Exhibit 4: Domain-Centric Architecture

IN CLOSING…

Developing a clearly-defined vision for a domain-centric data architecture is necessary for enterprises to minimize complexity. However, while the technology is ready, enterprise-scale adoption of domain-centric design has yet to materialize. A primary shift will require focus on domain-driven data products, as the underlying infrastructure and tooling are merely implementation details. The same applies for any central data platforms facilitating reporting and visualization tasks: They are simply another data consumer.
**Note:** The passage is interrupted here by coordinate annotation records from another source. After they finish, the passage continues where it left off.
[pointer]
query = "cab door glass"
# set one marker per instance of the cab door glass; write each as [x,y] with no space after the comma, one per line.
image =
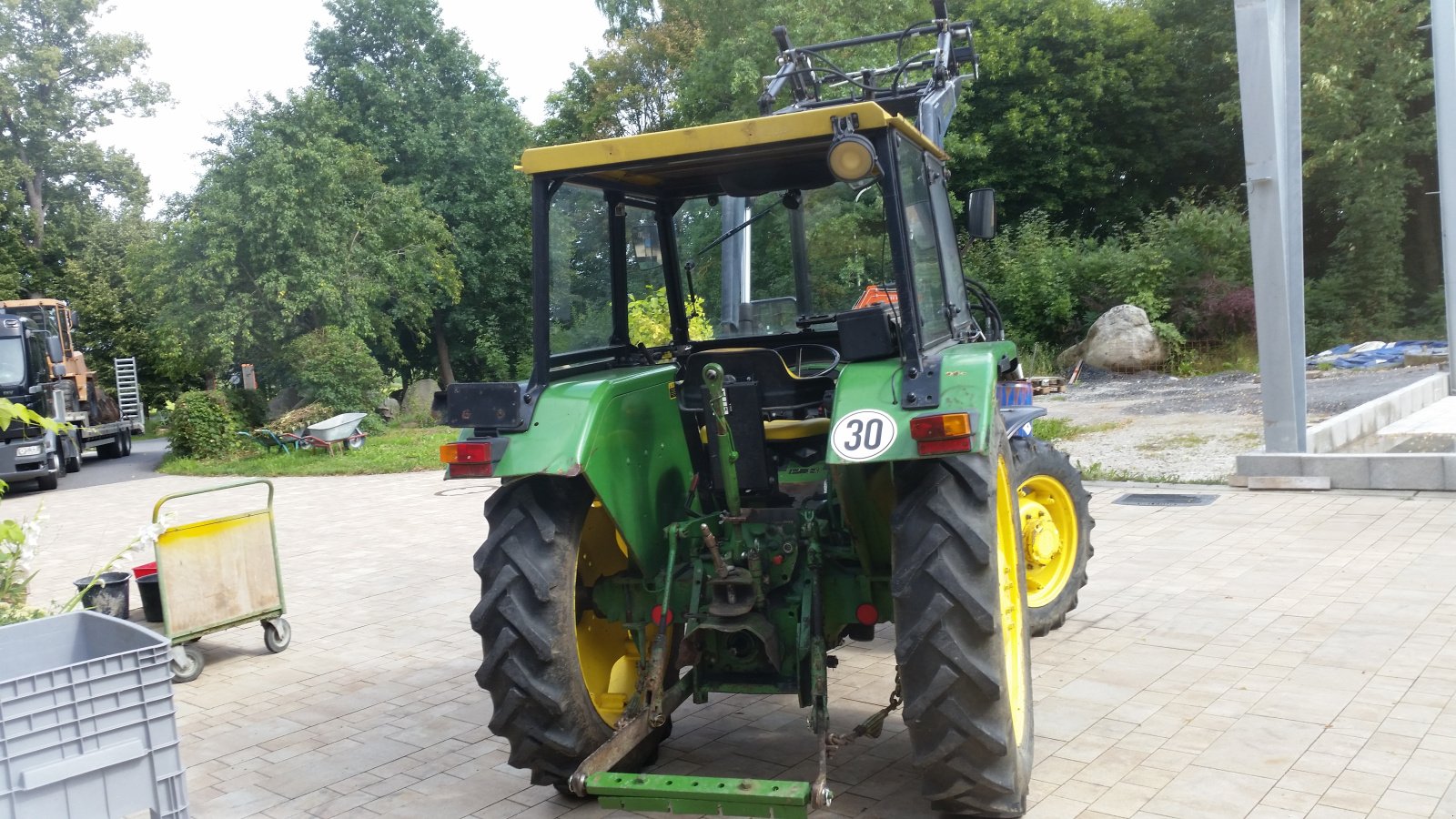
[922,241]
[950,251]
[648,315]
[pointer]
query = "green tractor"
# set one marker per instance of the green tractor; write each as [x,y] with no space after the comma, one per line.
[721,468]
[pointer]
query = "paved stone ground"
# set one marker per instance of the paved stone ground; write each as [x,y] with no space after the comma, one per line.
[1266,656]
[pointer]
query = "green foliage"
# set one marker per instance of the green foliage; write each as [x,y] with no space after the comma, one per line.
[293,229]
[1187,267]
[334,366]
[203,426]
[373,424]
[306,416]
[248,405]
[398,450]
[415,95]
[60,82]
[1368,138]
[648,319]
[1062,429]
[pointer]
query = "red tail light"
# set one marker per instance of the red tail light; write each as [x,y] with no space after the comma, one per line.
[944,433]
[468,460]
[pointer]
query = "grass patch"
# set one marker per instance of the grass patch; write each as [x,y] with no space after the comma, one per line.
[1038,360]
[1062,429]
[1241,354]
[1176,442]
[399,450]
Empowering visionary data architects that are comfortable departing from current-state centralized, monolithic design principles will therefore also be key. The paradigm shift described here will also require a new set of governing tenets focused on:

– Serving rather than ingesting data

– Discovering and consuming vs. extracting and replicating

– Publishing and subscribing to events via enterprise message bus

– Creating a uniform/homogenous and distributed
ecosystem vs. multiple centralized platforms

The need for better data architecture is real and pressing, and the tools and technology are ready. It is up to technology leaders to acknowledge that maintaining the status will result in a repetition of past failures, despite using cloud-based tooling and platforms.

References:

  1. “IDC’s Global DataSphere Forecast Shows Continued Steady Growth in the Creation and Consumption of Data.” IDC, May 2020.
  2. “Information Governance Strategies For Lifecycle Control: Structured Data Archiving.” Iron Mountain.
  3. Ghosh, Paramita (Guha). “Data Governance in the Cloud.” DATAVERSITY, 31 Aug. 2018.
  4. The Total Economic Impact™ of Snowflake Data-Warehouse-as-a-Service.” A Forrester Total Economic Impact, June 2018.